Message in a Bottle is an intriguing episode, although not necessarily for the most obvious of reasons.
Message in a Bottle is notable for its stunt casting, featuring controversial comedian Andy Dick as the Emergency Medical Hologram, Mark II. Given his background and his interests, Andy Dick is a very strange choice for a Star Trek guest role. Then again, it takes all sorts; Star Trek: Deep Space Nine cast Iggy Pop in The Magnificent Ferengi and Star Trek: Voyager finds room for the Rock in Tsunkatse. However, the last time the franchise attempted to cast a famous comedian, Star Trek: The Next Generation ended up with The Outrageous Okona.

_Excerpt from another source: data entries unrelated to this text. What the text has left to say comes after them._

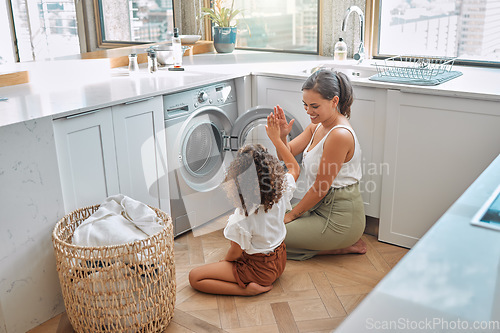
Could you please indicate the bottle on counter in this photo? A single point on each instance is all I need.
(340, 50)
(133, 65)
(152, 61)
(177, 49)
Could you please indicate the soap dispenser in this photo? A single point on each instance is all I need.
(177, 49)
(340, 50)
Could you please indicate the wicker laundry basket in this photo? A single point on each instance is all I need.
(122, 288)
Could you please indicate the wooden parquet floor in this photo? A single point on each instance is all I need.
(311, 296)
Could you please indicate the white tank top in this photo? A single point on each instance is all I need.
(350, 172)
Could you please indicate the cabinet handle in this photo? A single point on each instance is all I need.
(139, 100)
(81, 114)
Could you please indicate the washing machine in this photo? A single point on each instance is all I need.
(203, 133)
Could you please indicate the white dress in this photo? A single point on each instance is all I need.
(350, 172)
(262, 232)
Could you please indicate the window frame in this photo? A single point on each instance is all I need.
(372, 32)
(114, 44)
(209, 25)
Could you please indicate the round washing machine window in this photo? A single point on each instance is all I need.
(201, 149)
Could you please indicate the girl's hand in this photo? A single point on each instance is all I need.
(285, 127)
(289, 217)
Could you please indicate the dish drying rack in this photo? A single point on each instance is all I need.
(415, 67)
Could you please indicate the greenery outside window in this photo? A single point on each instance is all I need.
(133, 21)
(466, 29)
(278, 25)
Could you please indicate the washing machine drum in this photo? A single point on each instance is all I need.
(200, 148)
(250, 128)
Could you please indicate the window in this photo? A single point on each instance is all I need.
(278, 25)
(134, 21)
(467, 29)
(7, 54)
(45, 28)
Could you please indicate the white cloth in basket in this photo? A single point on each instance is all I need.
(118, 220)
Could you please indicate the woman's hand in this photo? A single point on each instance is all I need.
(273, 128)
(285, 127)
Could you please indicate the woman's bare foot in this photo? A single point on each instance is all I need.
(359, 247)
(255, 289)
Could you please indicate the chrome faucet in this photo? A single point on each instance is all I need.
(360, 55)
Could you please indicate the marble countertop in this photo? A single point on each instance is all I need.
(450, 278)
(63, 87)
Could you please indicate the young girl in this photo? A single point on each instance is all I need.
(262, 191)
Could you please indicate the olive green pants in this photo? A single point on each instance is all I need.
(336, 222)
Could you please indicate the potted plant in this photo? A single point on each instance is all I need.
(224, 29)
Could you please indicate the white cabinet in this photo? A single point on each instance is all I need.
(85, 149)
(367, 119)
(435, 148)
(113, 150)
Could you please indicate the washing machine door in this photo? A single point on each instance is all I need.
(250, 128)
(201, 156)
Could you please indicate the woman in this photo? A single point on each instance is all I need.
(330, 218)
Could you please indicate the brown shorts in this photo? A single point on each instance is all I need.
(260, 268)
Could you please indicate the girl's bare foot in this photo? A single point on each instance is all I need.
(255, 289)
(359, 247)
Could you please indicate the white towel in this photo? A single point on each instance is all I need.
(118, 220)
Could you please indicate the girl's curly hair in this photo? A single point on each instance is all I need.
(255, 178)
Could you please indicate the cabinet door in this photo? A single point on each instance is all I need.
(368, 121)
(140, 151)
(86, 158)
(435, 147)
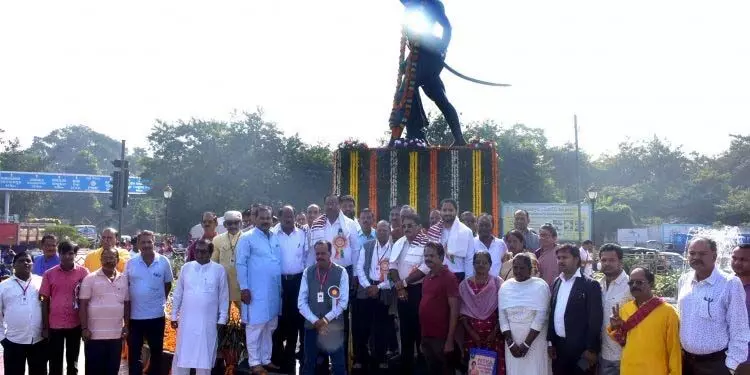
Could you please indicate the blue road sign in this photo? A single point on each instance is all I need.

Understand, Andy Dick tends to be the focal point for discussion around Message in a Bottle. However, the episode is notable for other reasons. In a weird way, Message in a Bottle kicks off a very loose serialised arc that plays through the next handful of episodes. It introduces the communications grid that plays a major role in Hunters, and features the first glimpse of the Hirogen. The Hirogen go on to play a major role in episodes like Prey, The Killing Game, Part I and The Killing Game, Part II.
Message in a Bottle also comes at the half-way point in Voyager‘s run, speaking in terms of structure rather than episode count. Message in a Bottle is positioned mid-way through the middle season of Voyager‘s seven year run. Although the count is skewed somewhat by the series’ abridged first season, it feels like the last point at which Voyager is closer to its beginning than to its end. As such, there is something strangely appropriate in the fact that Message in a Bottle allows Voyager to reconnect with Starfleet and the Alpha Quadrant.
This is perhaps the point where the end of the journey “seems a little closer.”